Le gouvernement est-il au courant qu’il dispose d’un pouvoir de réquisition, pour empêcher toute entrave durable au fonctionnement d’un service public et notamment les tribunaux ? En un mot, y a-t-il des juristes au ministère de la justice ?

Depuis maintenant quelques mois, les secrétaires et greffiers de tous les tribunaux du Royaume poursuivent une grève qui n’en finit pas de susciter interrogations et étonnements. Car ce mouvement de protestation, s’il peut se targuer d’une certaine légitimité, prend également les citoyens en otage, et entrave considérablement un certain nombre de secteurs économiques.

Observons d’abord ce qui se passe dans les tribunaux. On peut le dire, sans exagération aucune : c’est la pagaille totale, et l’on ne sait plus où donner de la tête. Ici, c’est un justiciable qui a eu gain de cause. La Cour a décidé d’accepter sa demande de divorce ; c’était en septembre dernier, mais il y a un petit problème : son épouse ne le croit pas, tant qu’elle n’aura pas vu une copie du jugement et donc continue d’habiter le domicile conjugal, à la grande colère du mari qui pensait avoir tourné une page de sa vie !

Ailleurs, c’est un respectable monsieur à qui l’on avait retiré le permis de conduire pour une durée de quatre mois fermes suite à un banal accident de la circulation. Cela s’est passé en avril 2010. Le malheureux «habite» presque au tribunal depuis août dernier dans l’espoir de récupérer son précieux document, mais en vain. Vacances judiciaires, Ramadan, grèves… Ces évènements ont jusque-là contrarié toutes ses tentatives.

Dans un troisième cas, il s’agit d’un vieil homme dépourvu de moyens, sans travail ni ressources.

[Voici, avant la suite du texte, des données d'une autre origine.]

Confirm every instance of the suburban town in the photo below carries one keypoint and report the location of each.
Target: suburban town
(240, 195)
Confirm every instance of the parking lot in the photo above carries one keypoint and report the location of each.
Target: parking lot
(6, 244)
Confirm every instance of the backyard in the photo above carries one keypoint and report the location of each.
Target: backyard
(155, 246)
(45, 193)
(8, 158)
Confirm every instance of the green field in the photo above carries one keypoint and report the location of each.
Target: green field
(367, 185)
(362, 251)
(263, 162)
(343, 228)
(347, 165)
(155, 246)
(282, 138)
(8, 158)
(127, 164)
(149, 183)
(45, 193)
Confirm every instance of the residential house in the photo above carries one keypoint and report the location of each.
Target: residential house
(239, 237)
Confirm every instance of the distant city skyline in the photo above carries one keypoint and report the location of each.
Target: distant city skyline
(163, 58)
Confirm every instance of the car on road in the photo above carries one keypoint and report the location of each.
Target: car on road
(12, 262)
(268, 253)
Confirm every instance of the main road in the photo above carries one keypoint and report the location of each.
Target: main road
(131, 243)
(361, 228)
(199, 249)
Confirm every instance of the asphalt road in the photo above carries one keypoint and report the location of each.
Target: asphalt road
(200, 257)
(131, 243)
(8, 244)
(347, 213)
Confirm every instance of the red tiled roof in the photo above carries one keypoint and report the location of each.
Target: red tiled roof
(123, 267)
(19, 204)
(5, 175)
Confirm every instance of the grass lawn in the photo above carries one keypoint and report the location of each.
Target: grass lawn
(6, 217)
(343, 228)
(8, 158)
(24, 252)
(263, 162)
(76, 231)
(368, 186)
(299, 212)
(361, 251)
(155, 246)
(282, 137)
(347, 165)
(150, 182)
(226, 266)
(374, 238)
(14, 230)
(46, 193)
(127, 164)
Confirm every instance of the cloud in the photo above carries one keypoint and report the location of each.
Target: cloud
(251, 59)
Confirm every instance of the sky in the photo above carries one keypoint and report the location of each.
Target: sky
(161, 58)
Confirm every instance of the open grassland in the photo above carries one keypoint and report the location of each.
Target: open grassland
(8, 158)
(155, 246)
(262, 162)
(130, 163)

Ayant été renversé par un autobus et souffrant de blessures diverses, le tribunal lui avait accordé, en septembre dernier, une indemnisation de 28 523 DH, ce qui arrangeait bien notre homme, et devait le soulager pour quelque temps, ne serait-ce que le temps qu’il guérisse de ses blessures. Seulement voilà : depuis octobre dernier, tous les tribunaux fonctionnant au ralenti, des dizaines de dossiers restent en souffrance, et s’amoncellent dans les bureaux du greffe, sans même connaître le début d’une exécution.

Ceci pour les citoyens de base. Les avocats, eux, constatent bien d’autres dérives. Il en est ainsi d’un avocat qui se présente pour récupérer une copie de jugement, dont il avait fait la demande en décembre dernier. Après plusieurs va-et-vient harassants et de prises de bec avec les fonctionnaires, il se décida à porter son cas devant le greffier en chef. «Mais cher maître, lui répondit le fonctionnaire, savez-vous que les agents sont en grève et que toutes les demandes déposées au greffe depuis deux mois sont systématiquement détruites, car elles s’accumulaient ? Cela faisait désordre dans les bureaux, et les greffiers ont donc décidé de les passer au broyeur. Mais ce n’est pas bien grave, voyez-vous : faites une nouvelle demande et je vous promets … d’essayer de faire de mon mieux pour vous satisfaire !».

Promesse pour le moins saugrenue, émanant du  greffier en chef, mais qui en dit long sur l’ampleur du mouvement de protestation et les désagréments qui en découlent. Ainsi, dans les tribunaux, ce ne sont que bureaux fermés à clés (et quand le bureau est ouvert, c’est la clé du placard qui est introuvable), couloirs désertés, fonctionnaires fantômes, et magistrats désœuvrés qui passent le temps en bavardant entre eux, sous le regard étonné des citoyens qui n’y comprennent plus rien.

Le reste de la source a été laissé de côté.